Editor's choice

Stigma about film industry is sad says Kiran Rao

Kiran Rao, BollywoodDhamaka

MAMI Chairperson Kiran Rao and festival director Anupama Chopra led a press conference along with Siddharth Roy Kapoor, Rohan Sippy and Anurag Kashyap on Thursday in Mumbai to announce the films and events which would be a part of the upcoming MAMI [Mumbai Academy of the Moving Image] festival. While interacting with media, Kiran stated that stigma about film industry is sad.

When asked there are still reservations of Indian parents who doesn’t want their children to pursue art as a profession, to that, Kiran said, “Our interaction about this issue has been different across different cinema culture. There are places other than India, where families say don’t go to film industry and it’s not good industry to be part of. There are countries of long history of art and culture where theatre, music, dance and cinema is very prestigious. We as filmmakers are proud to call our self artists”
“We believe that in our country it has become much acceptable but in India, we hope people look at cinema as another form of art. People should come forward not just to look at it just for glamour and money but to look at it as an art form something that can enrich people’s life, which can really spark ideas and conversations. As a country we have had cinema as long as cinema has existed and to still have stigma about it film industry is sad”

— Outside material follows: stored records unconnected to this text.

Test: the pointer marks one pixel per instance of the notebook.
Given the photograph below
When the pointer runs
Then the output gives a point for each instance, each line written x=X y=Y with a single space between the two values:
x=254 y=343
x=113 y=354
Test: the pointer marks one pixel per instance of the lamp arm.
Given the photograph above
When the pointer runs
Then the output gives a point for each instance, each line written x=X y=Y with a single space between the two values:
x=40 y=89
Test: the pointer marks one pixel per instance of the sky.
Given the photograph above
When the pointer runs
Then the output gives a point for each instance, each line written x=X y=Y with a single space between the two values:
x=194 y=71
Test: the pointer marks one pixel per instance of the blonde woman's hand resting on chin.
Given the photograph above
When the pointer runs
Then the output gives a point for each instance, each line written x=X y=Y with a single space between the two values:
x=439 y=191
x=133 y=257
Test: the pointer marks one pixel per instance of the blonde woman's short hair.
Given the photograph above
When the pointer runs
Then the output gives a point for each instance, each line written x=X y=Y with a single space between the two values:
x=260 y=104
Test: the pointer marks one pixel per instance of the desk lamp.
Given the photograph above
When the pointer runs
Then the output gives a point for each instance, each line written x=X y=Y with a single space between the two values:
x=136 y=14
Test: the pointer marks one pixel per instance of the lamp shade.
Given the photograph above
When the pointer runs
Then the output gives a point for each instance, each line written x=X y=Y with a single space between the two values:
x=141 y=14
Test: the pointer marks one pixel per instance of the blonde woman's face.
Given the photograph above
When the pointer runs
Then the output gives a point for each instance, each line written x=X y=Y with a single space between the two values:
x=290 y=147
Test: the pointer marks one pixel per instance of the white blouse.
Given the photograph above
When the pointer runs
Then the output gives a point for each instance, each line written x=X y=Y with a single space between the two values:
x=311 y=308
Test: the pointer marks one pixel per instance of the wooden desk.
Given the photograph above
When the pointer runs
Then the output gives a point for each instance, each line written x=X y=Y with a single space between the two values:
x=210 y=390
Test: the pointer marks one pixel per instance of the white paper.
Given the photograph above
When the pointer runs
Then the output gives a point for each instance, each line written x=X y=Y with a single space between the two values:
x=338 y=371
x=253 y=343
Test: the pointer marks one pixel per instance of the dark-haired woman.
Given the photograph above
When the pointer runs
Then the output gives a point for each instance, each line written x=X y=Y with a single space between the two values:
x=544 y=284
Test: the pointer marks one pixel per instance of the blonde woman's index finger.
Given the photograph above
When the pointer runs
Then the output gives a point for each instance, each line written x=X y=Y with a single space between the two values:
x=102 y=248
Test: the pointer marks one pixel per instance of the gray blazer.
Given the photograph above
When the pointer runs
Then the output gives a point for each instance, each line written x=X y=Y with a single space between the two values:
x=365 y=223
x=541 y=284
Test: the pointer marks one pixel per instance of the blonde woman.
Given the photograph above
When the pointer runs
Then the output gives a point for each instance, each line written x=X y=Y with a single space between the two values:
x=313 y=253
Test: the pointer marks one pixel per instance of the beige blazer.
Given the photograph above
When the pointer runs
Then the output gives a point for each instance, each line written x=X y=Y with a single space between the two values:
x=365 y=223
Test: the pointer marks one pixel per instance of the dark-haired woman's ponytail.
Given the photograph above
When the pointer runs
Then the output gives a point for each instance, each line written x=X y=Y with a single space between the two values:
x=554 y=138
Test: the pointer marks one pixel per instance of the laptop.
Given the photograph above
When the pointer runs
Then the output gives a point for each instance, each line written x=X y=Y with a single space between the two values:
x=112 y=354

“I know it still exists in places and we will battle it. There arelot more of us their now, who watched films to make kinds of cinema that they want to make so it’s slow but I think it’s going. I don’t really know about the rest of the world but I think it’s changing in India.

Typically when audience looks for films, there is big divide between what is considered as festival film or Indie film versus main stream commercial cinema especially in terms of box-office and what happens often that a certain film gets good review at festival but when they release in theatre they struggle so when asked what MAMI’s role in helping that transition or shift happen. Kiran said, “This exists pretty much in the world. So called artistic cinema, non-mainstream cinema generally tends to go to specialty cinema and doesn’t play as broadly as commercial cinema.”

“In India, Indie film has to fight battle with big ticket film. It’s an expensive battle and not many can get into it. MAMI would really like to fill that gap. In our initial discussions, we decided that, we should be gateway to Indian cinema and we are proud to bring well curated and good films in our Indian section. We want to give our Indian section as much importance as all these big world cinema titles that comes.”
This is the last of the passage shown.